We have only the final sentence, which reads: 
If I were a younger man, I would write a history of human stupidity; and I would climb to the top of Mount McCabe and lie down on my back with my history for a pillow; and I would take from the ground some of the blue-white poison that makes statues of men; and I would make a statue of myself, lying on my back, grinning horribly, and thumbing my nose at You Know Who. 

A parable on the folly of pretending to discover, to understand

It is not known, in which Book this parable appeared, but it reads as follows: 

I once knew an Episcopalian lady in Newport, Rhode Island, who asked me to design and build a doghouse for her Great Dane. The lady claimed to understand God and His Ways of Working perfectly. She could not understand why anyone should be puzzled about what had been or what was going to be.

And yet, when I showed her a blueprint of the doghouse I proposed to build, she said to me, "I'm sorry, but I never could read one of those things." 
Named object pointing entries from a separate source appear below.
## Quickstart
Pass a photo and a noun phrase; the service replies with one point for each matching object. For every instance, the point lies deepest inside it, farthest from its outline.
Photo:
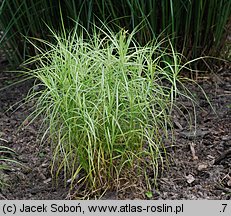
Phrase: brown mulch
(199, 163)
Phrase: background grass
(193, 26)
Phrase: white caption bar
(114, 207)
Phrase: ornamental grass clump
(106, 102)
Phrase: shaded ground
(200, 164)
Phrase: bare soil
(199, 161)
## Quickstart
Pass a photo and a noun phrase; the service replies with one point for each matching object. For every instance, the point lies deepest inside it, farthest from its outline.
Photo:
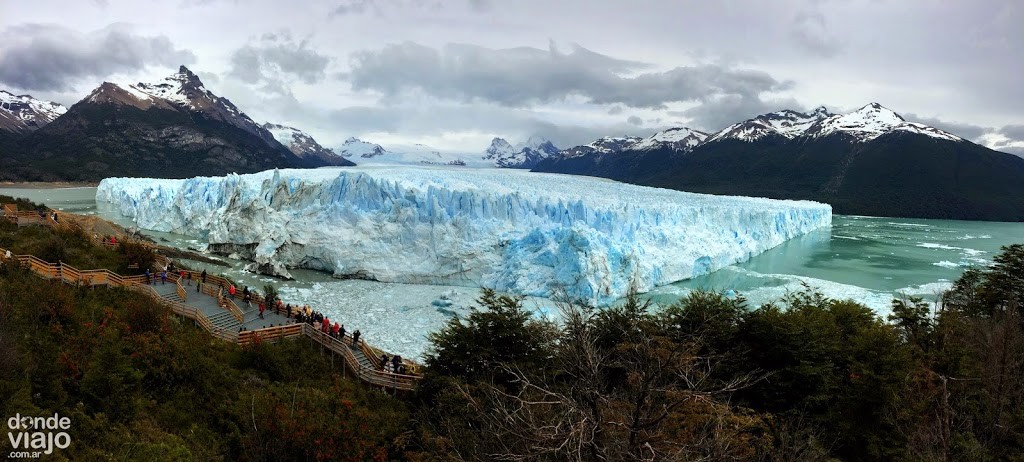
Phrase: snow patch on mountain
(872, 121)
(785, 123)
(366, 153)
(525, 155)
(681, 138)
(606, 144)
(302, 144)
(523, 233)
(358, 149)
(24, 113)
(182, 90)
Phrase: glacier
(517, 232)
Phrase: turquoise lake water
(868, 259)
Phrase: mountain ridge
(867, 162)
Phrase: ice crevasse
(530, 234)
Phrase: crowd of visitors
(296, 313)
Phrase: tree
(500, 335)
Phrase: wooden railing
(228, 304)
(270, 334)
(181, 291)
(373, 375)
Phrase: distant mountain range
(23, 114)
(870, 162)
(526, 155)
(172, 128)
(305, 147)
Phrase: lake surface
(868, 259)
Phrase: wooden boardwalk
(215, 311)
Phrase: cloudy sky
(453, 74)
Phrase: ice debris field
(531, 234)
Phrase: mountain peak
(871, 121)
(355, 147)
(526, 155)
(303, 145)
(677, 138)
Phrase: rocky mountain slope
(526, 155)
(869, 162)
(172, 128)
(22, 114)
(304, 145)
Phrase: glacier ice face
(531, 234)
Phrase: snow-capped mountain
(355, 148)
(23, 113)
(606, 144)
(304, 145)
(172, 128)
(864, 124)
(366, 153)
(867, 162)
(182, 91)
(525, 155)
(785, 123)
(680, 138)
(872, 121)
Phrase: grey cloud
(355, 7)
(1013, 131)
(811, 32)
(278, 58)
(480, 5)
(521, 77)
(52, 57)
(1014, 151)
(967, 131)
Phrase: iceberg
(516, 232)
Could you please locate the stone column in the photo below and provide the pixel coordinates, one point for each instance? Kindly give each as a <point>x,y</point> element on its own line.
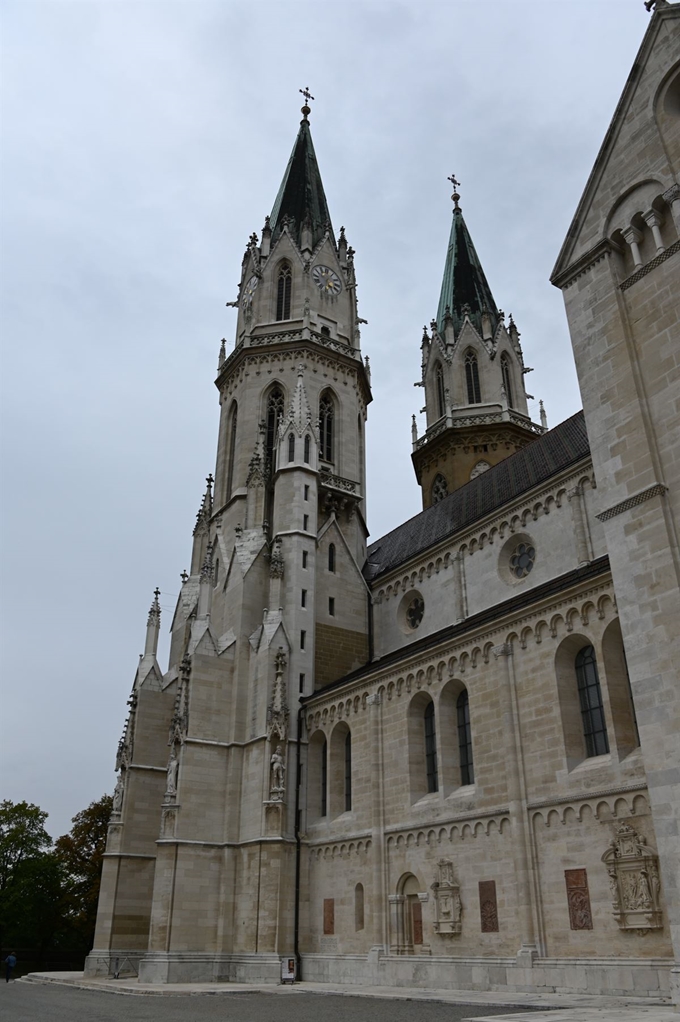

"Give it to your husband or your minister to pass on to God," I said," and, when God finds a minute, I'm sure he'll explain this doghouse of mine in a way that even you can understand." 

She fired me. I shall never forget her. She believed that God liked people in sailboats much better than he liked people in motorboats. She could not bear to look at a worm. When she saw a worm she screamed. She was a fool, and so am I, and so is anyone who thinks he sees what God is Doing.

Bokonon's Cosmogeny

It is not known, in which Book this cosmogony appeared, but Bokonon writes: 

Borasisi, the sun, held Pabu, the moon, in his arms, and hoped that Pabu would bear him a fiery child.

But poor Pabu gave birth to children that were cold, that did not burn; and Borasisi threw them away in disgust. These are the planets that circle their terrible father at a safe distance. 

Then poor Pabu herself was cast away,and she went to live with her favourite child, which was Earth. Earth was Pabu's favourite because it had people on it; and the people looked up at her and loved her and sympathised. 

Bokonon describes his cosmogeny as a "Foma!, A pack of foma!"